Sydney Trains are under siege. A new timetable coupled with understaffing issues has already resulted in a Nightmare Scenario where peak hour services are being cancelled and commuters left stranded. The drivers are overworked and exhausted and commuters are angry. With the Rail, Tram and Bus Union (RTBU) announcing they will be taking industrial action from Friday, January 19, the problems are likely to get worse before they get any better.
From January 25, an “indefinite ban on overtime” will begin for transport workers due to the Government’s inability to negoatiate ‘a fair and reasonable enterprise agreement’. Over the past few weeks, transport staff have been expected to work overtime to compensate for the major delays that have occurred due to inclement weather, staffing issues and to cover for overbooked leave.
Presumably, the indefinite ban will hit Sydney Trains hard as they are already struggling to adequately roster staff and cover any delays that arise throughout the day. With the ban on overtime, staff will clock off when they hit their allocated hours, potentially resulting in further cancelled services and lengthy delays.
At present, it isn’t clear exactly what lines this will affect, but on January 15, Sydney Trains had to cancel a number of services due to a lack of available staff across almost all major suburban lines apart from the T1. On January 16, senior union leaders and top rail officials will attend a workshop to refine the new timetable to cover delays so there may be some reprieve
So how can you avoid delays? The best way is to use real-time apps and social media. Delays currently look inevitable but you can prepare yourself by routinely checking services before you travel. I know this seems obvious, but familiarise yourself with the apps that are available and you may be able to avoid (some) pain.
Since moving to Sydney, I have always used TripView which you can find on the Apple Store and the Google Play Store. TripView is handy for live service updates and allows you to set custom routes, check upcoming trackwork dates and any potential news. The service works for Sydney, but is also available in Melbourne – so if your system carks it Victorians, you can grab this app too.
Transport NSW Info
If you’re travelling on the network every day and not already using the service updates page at TransportNSW.info then you’re going to have a bad time. The site is also important for accessibility options – unfortunately, Sydney Trains lags a long way behind at more suburban stations, with accessibility options poor or non-existent. Use this site.

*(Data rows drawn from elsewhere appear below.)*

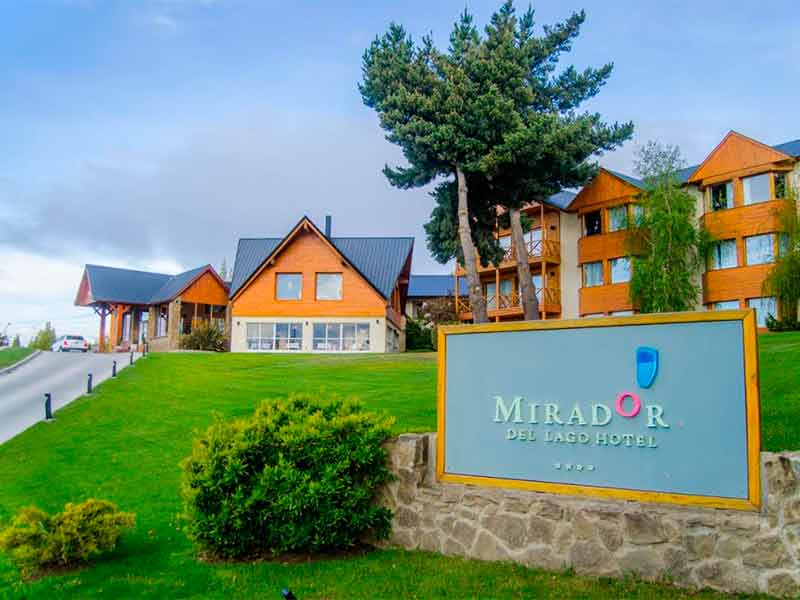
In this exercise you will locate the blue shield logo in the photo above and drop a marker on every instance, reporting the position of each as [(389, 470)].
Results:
[(646, 366)]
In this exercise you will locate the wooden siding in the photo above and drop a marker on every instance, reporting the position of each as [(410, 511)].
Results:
[(736, 153), (207, 289), (605, 299), (308, 255), (603, 246), (743, 221), (603, 189), (738, 283)]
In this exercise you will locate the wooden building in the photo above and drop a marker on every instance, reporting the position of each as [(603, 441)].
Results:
[(141, 306), (578, 257), (312, 292)]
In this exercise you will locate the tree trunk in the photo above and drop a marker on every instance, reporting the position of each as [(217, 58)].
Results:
[(476, 300), (530, 305)]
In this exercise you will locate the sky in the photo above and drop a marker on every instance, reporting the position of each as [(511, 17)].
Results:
[(152, 134)]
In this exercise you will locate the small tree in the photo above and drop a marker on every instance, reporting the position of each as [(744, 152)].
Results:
[(783, 280), (45, 339), (666, 246)]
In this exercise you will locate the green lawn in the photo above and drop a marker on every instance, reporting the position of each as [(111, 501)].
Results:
[(125, 442), (11, 355)]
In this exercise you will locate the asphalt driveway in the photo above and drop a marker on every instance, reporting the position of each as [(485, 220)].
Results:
[(61, 374)]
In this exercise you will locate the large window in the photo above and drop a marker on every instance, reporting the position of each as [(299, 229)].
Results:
[(722, 196), (620, 270), (727, 305), (290, 286), (275, 336), (617, 218), (341, 337), (329, 286), (723, 254), (592, 223), (760, 249), (593, 274), (756, 188), (764, 307)]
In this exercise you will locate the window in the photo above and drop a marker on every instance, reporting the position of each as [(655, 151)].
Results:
[(638, 214), (621, 270), (161, 326), (783, 244), (764, 307), (722, 196), (723, 254), (341, 337), (780, 186), (275, 336), (329, 286), (592, 223), (593, 274), (290, 286), (727, 305), (760, 249), (617, 218), (756, 188)]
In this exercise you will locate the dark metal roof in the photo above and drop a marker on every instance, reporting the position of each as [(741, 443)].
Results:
[(561, 199), (109, 284), (791, 148), (127, 286), (379, 260), (433, 286), (175, 285)]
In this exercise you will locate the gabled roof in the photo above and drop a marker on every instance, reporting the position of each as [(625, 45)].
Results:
[(128, 286), (433, 286), (791, 148), (379, 260)]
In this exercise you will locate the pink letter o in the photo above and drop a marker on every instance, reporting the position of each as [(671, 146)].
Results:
[(637, 404)]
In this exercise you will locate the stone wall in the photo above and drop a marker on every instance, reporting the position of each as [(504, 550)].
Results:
[(733, 551)]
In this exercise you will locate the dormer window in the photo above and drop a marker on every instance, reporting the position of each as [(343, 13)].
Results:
[(722, 196), (592, 223), (756, 189)]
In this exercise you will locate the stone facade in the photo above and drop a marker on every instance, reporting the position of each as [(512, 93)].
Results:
[(732, 551)]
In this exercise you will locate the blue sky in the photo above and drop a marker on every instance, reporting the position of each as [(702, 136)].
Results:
[(154, 133)]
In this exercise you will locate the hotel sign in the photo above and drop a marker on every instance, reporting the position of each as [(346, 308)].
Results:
[(660, 408)]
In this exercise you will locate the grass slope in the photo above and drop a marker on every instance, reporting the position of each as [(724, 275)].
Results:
[(126, 441), (9, 356)]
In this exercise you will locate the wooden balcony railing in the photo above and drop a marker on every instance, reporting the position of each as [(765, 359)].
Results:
[(536, 249), (547, 297)]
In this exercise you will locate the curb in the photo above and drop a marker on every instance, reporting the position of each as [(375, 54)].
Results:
[(18, 364)]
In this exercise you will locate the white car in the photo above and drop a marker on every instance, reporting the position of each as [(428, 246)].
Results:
[(70, 343)]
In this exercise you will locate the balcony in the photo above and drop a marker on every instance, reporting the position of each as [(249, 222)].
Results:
[(538, 250), (510, 305)]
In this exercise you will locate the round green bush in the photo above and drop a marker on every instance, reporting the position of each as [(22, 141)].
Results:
[(300, 475)]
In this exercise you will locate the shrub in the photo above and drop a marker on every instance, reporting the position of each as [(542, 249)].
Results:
[(787, 324), (36, 540), (205, 337), (300, 475), (418, 335)]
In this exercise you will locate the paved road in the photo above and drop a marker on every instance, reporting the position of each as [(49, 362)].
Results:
[(61, 374)]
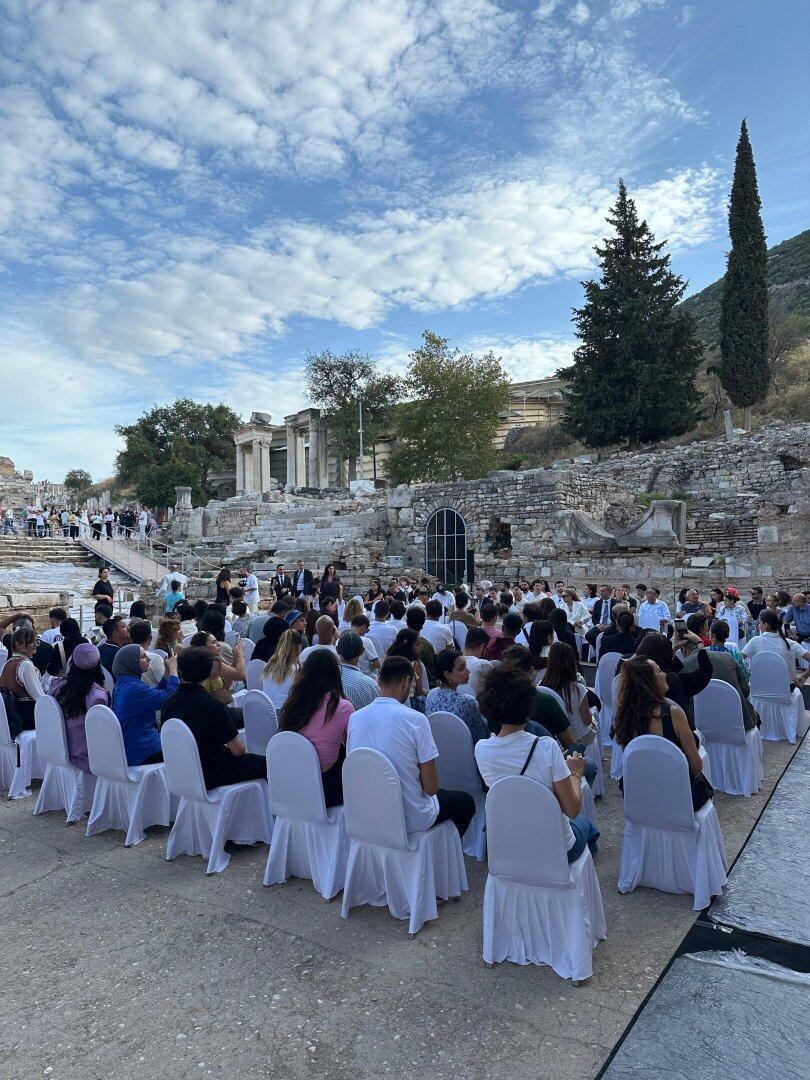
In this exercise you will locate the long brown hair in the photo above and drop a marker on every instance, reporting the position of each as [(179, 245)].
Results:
[(636, 701), (561, 673)]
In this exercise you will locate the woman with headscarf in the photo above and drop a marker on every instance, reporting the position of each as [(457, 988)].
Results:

The major Sydney Trains lines all have dedicated Twitter accounts that provides line-specific updates 24/7. A general twitter account – TrainsInfo – also provides status updates across the entire service throughout the day.
If you’re looking to stay up to date with a particular line, you can do so at the links below. They have low follower counts, so it seems Twitter isn’t used quite enough by daily commuters – but it’s a platform that is literally built for a service like this.

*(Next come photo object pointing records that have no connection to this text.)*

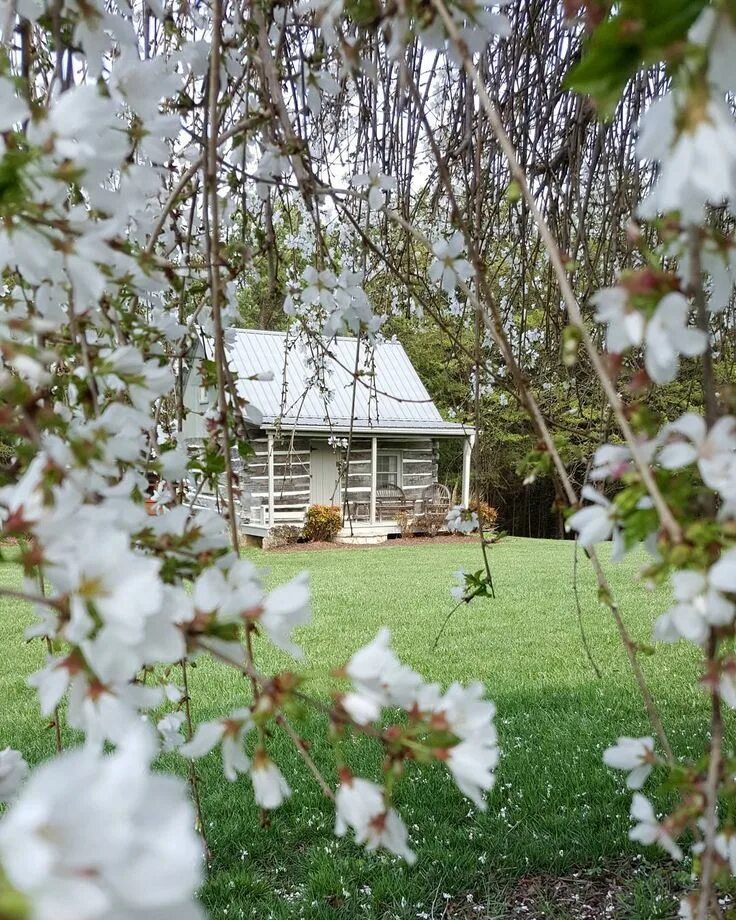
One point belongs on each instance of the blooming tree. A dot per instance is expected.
(136, 140)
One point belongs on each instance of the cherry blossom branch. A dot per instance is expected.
(213, 261)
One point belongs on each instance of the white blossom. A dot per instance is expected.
(449, 267)
(378, 185)
(360, 805)
(688, 440)
(461, 520)
(13, 772)
(668, 336)
(694, 140)
(699, 603)
(379, 679)
(96, 836)
(169, 728)
(648, 830)
(230, 734)
(269, 786)
(284, 609)
(596, 522)
(625, 324)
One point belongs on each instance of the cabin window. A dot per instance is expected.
(388, 469)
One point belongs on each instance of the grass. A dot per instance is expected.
(556, 810)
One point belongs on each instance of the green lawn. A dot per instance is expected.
(555, 808)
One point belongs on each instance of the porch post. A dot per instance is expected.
(270, 479)
(467, 453)
(374, 478)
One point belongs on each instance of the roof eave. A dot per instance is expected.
(450, 430)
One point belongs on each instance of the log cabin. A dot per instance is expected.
(340, 422)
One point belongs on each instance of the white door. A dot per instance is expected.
(325, 486)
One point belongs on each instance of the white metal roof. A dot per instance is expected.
(313, 386)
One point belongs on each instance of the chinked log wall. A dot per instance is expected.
(292, 470)
(418, 464)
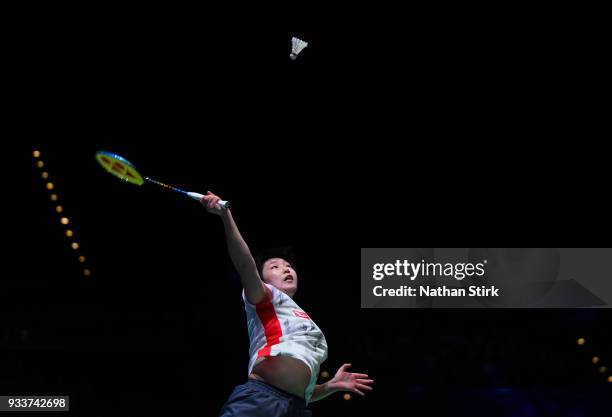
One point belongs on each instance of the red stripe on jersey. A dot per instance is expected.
(272, 329)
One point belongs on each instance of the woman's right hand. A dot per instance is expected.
(210, 201)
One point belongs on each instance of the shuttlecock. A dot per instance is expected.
(296, 47)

- T1 Line: North Shore, Northern and Western
- T2 Line: Inner West and Leppington
- T3 Line: Bankstown
- T4 Line: Eastern Suburbs and Illawarra
- T5 Line: Cumberland
- T6 Line: Carlingford
- T7 Line: Olympic Park Line
- T8 Line: Airport and South Line
Travel At Different Times
A last resort, perhaps, and not one that will suit all commuters, but if at all possible, you should really consider alternate travel times. Bringing the morning commute from 8am back to 7am drastically changes the amount of people using the service – you might even get a seat!
You don’t have to make a permanent change to your schedule but if you stay on top of service updates and find that you’re going to be on experiencing delays, take off earlier.